Hardware-backed registration
Feature availability
| Client modes | Zero Trust plans ↗ |
|---|---|
| All modes | All plans |
| System | Availability | Minimum WARP version |
|---|---|---|
| Windows | ✅ | 2026.6.0 |
| macOS | ✅ | 2026.6.0 |
| Linux | ✅ | 2026.6.0 |
| iOS | ❌ | N/A |
| Android | ❌ | N/A |
| ChromeOS | ❌ | N/A |
Hardware-backed registration binds a device registration to a non-exportable private key stored in device hardware. The Cloudflare One Client uses this key to prove that API requests originate from the device that created the registration.
By default, the Cloudflare One Client stores its API token in the device keystore. An attacker who extracts that token can replay it from another device. Hardware-backed registration protects against this token extraction by requiring every API request to be authenticated with a key that never leaves the device hardware.
Before you turn on hardware-backed registration, note the following:
- Re-registration is required. Turning the setting on or off invalidates the existing registration and forces affected devices to register again. The Cloudflare One Client does not migrate a registration between hardware-backed and standard registration.
- Configure it at the organization layer. Set
hardware_backed_registrationinorganization_configsso the setting applies consistently to every configuration for an organization. - Certificates expire. The hardware-backed certificate is valid for 90 days. A device that stays offline until the certificate expires — for example, during an extended vacation — must register again.

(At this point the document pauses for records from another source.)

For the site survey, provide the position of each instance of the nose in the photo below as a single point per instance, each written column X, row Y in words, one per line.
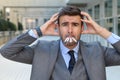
column 70, row 30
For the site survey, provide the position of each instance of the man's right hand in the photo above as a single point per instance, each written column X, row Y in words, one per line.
column 49, row 27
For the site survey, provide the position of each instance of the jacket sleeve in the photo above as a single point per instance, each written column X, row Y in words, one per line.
column 19, row 50
column 112, row 55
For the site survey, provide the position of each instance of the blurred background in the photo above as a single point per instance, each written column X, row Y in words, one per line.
column 18, row 16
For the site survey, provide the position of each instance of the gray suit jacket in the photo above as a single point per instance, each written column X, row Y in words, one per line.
column 43, row 56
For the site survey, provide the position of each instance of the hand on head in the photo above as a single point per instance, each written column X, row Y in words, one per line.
column 49, row 27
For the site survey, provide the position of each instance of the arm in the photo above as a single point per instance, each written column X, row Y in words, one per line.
column 111, row 55
column 18, row 49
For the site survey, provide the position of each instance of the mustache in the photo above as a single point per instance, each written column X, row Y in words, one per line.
column 70, row 39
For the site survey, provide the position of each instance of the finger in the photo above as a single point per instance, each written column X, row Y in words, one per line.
column 54, row 16
column 86, row 15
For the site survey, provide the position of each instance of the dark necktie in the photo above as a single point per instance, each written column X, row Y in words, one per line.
column 72, row 61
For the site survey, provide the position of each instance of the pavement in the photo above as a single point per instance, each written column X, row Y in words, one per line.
column 11, row 70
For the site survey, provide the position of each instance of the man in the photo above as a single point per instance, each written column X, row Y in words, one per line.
column 68, row 58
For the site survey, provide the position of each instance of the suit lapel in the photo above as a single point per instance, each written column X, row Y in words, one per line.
column 54, row 50
column 90, row 63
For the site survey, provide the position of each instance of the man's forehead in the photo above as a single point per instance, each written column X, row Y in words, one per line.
column 70, row 18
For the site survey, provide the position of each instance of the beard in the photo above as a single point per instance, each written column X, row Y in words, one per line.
column 70, row 41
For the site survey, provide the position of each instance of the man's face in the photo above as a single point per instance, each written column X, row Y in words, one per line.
column 70, row 30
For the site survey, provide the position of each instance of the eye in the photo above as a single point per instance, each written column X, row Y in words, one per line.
column 64, row 24
column 75, row 24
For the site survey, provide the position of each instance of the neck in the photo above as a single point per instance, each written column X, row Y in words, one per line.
column 70, row 46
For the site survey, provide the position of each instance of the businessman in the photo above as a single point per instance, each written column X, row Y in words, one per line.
column 68, row 58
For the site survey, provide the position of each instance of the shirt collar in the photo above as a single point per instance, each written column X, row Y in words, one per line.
column 65, row 50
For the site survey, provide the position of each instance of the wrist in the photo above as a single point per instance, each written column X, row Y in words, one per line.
column 38, row 31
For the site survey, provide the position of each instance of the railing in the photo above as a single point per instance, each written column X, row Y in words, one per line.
column 8, row 35
column 92, row 38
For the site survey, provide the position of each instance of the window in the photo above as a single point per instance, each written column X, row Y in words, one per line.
column 108, row 8
column 119, row 26
column 97, row 12
column 90, row 12
column 118, row 6
column 109, row 24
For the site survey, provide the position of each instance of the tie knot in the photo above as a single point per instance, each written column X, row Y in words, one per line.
column 71, row 53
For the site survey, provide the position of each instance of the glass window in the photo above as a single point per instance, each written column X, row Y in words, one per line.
column 97, row 11
column 108, row 8
column 109, row 24
column 119, row 26
column 118, row 6
column 90, row 12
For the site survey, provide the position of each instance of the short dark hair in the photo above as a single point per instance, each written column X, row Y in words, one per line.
column 70, row 11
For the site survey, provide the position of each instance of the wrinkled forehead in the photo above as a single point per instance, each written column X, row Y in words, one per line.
column 67, row 18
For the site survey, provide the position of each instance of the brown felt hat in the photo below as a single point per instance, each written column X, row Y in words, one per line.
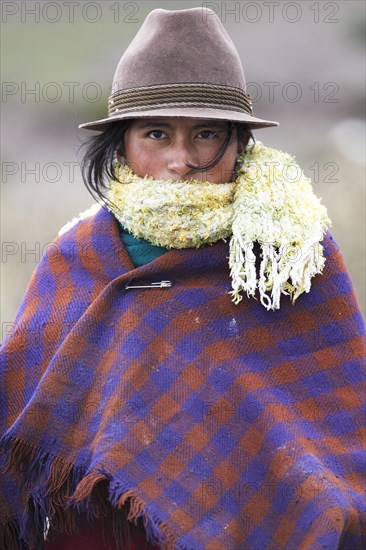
column 180, row 64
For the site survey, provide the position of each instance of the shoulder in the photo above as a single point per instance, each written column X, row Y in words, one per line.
column 89, row 213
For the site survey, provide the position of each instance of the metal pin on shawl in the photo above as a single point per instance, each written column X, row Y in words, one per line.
column 161, row 284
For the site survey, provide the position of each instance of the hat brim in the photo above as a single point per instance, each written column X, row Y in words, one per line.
column 215, row 114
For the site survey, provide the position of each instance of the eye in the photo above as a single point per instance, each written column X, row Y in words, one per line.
column 155, row 134
column 208, row 134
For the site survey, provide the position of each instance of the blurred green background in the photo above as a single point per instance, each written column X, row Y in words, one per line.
column 304, row 65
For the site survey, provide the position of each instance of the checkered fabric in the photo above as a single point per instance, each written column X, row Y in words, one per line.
column 222, row 426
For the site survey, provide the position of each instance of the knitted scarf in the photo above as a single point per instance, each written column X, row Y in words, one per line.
column 219, row 426
column 270, row 203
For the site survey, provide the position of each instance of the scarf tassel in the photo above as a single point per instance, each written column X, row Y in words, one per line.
column 284, row 270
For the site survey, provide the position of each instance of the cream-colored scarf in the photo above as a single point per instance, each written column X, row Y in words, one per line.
column 270, row 203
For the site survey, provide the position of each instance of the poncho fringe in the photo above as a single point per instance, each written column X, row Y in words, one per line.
column 61, row 508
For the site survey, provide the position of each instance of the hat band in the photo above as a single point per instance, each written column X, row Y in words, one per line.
column 179, row 95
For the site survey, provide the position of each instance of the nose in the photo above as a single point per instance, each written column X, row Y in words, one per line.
column 180, row 155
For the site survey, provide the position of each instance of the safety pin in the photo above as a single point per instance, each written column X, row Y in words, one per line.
column 161, row 284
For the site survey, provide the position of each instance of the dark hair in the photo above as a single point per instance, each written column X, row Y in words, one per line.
column 97, row 164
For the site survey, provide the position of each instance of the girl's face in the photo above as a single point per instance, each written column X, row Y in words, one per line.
column 161, row 147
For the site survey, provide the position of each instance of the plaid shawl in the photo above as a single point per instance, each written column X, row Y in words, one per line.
column 221, row 426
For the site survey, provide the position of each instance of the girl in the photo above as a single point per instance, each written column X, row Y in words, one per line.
column 185, row 367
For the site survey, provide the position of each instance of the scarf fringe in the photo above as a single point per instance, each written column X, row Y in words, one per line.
column 64, row 495
column 278, row 273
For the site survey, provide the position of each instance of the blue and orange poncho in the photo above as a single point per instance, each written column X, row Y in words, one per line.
column 222, row 426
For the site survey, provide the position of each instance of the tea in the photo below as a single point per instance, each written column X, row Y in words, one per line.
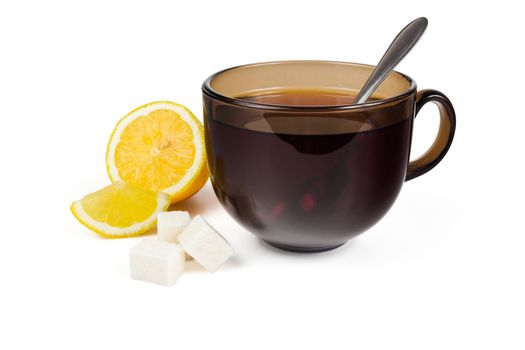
column 305, row 173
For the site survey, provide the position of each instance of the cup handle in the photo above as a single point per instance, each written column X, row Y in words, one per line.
column 447, row 127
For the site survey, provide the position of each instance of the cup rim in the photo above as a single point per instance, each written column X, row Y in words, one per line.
column 209, row 91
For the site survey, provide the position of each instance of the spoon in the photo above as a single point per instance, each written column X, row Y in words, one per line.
column 398, row 49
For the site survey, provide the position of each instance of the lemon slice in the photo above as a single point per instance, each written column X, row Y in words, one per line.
column 120, row 210
column 160, row 147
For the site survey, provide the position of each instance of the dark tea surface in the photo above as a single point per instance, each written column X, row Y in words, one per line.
column 303, row 97
column 291, row 177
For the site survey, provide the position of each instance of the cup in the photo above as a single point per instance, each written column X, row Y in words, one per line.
column 309, row 177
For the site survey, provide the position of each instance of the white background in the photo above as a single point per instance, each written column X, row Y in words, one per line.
column 443, row 270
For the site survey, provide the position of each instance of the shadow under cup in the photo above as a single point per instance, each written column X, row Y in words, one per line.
column 309, row 178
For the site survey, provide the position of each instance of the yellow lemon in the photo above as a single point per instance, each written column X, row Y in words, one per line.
column 160, row 147
column 120, row 210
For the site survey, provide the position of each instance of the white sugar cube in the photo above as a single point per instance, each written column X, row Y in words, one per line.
column 170, row 224
column 156, row 261
column 205, row 244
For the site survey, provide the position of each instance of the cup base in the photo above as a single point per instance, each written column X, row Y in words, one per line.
column 297, row 249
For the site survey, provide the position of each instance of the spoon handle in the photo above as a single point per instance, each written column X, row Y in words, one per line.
column 398, row 49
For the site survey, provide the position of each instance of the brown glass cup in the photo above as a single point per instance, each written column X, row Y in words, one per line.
column 309, row 178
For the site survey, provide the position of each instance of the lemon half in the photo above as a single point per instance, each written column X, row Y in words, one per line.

When hardware-backed registration is turned on, the Cloudflare One Client performs the following steps during device registration:
- The client generates a non-exportable key pair in a hardware security module on the device.
- The client creates a certificate signing request (CSR) for the key and sends it with the registration request.
- Cloudflare issues a client certificate for the key and returns it to the client.
- The client authenticates all subsequent API requests with mutual TLS (mTLS), signing the TLS handshake with the hardware-backed key.
Cloudflare validates each request against the certificate stored for the registration. Requests that do not present the matching certificate are rejected. Because the private key cannot leave the device, an extracted API token alone is not enough to make valid API requests from another device.
The client renews the certificate automatically before it expires, reusing the existing hardware-backed key so the registration is preserved.
Hardware-backed registration uses the security hardware available on each desktop platform:
| Operating system | Hardware |
|---|---|
| Windows | TPM 2.0 |
| macOS | Secure Enclave (T2 or Apple silicon) |
| Linux | TPM 2.0 |
Devices without a supported security module cannot complete a hardware-backed registration.
Hardware-backed registration is turned off by default. To turn it on, set the hardware_backed_registration parameter to true in the organization_configs layer of your MDM configuration.
The following example turns on hardware-backed registration for the example-team organization:
<dict> <key>organization_configs</key> <dict> <key>example-team</key> <dict> <key>hardware_backed_registration</key> <true/> </dict> </dict> <key>configs</key> <array> <dict> <key>organization</key> <string>example-team</string> </dict> </array></dict>Hardware-backed registration is available on Windows, macOS, and Linux only. Mobile platforms (iOS, Android, and ChromeOS) are not supported. The feature applies only to Zero Trust registrations that use an identity provider or a service token. Consumer registrations are not supported.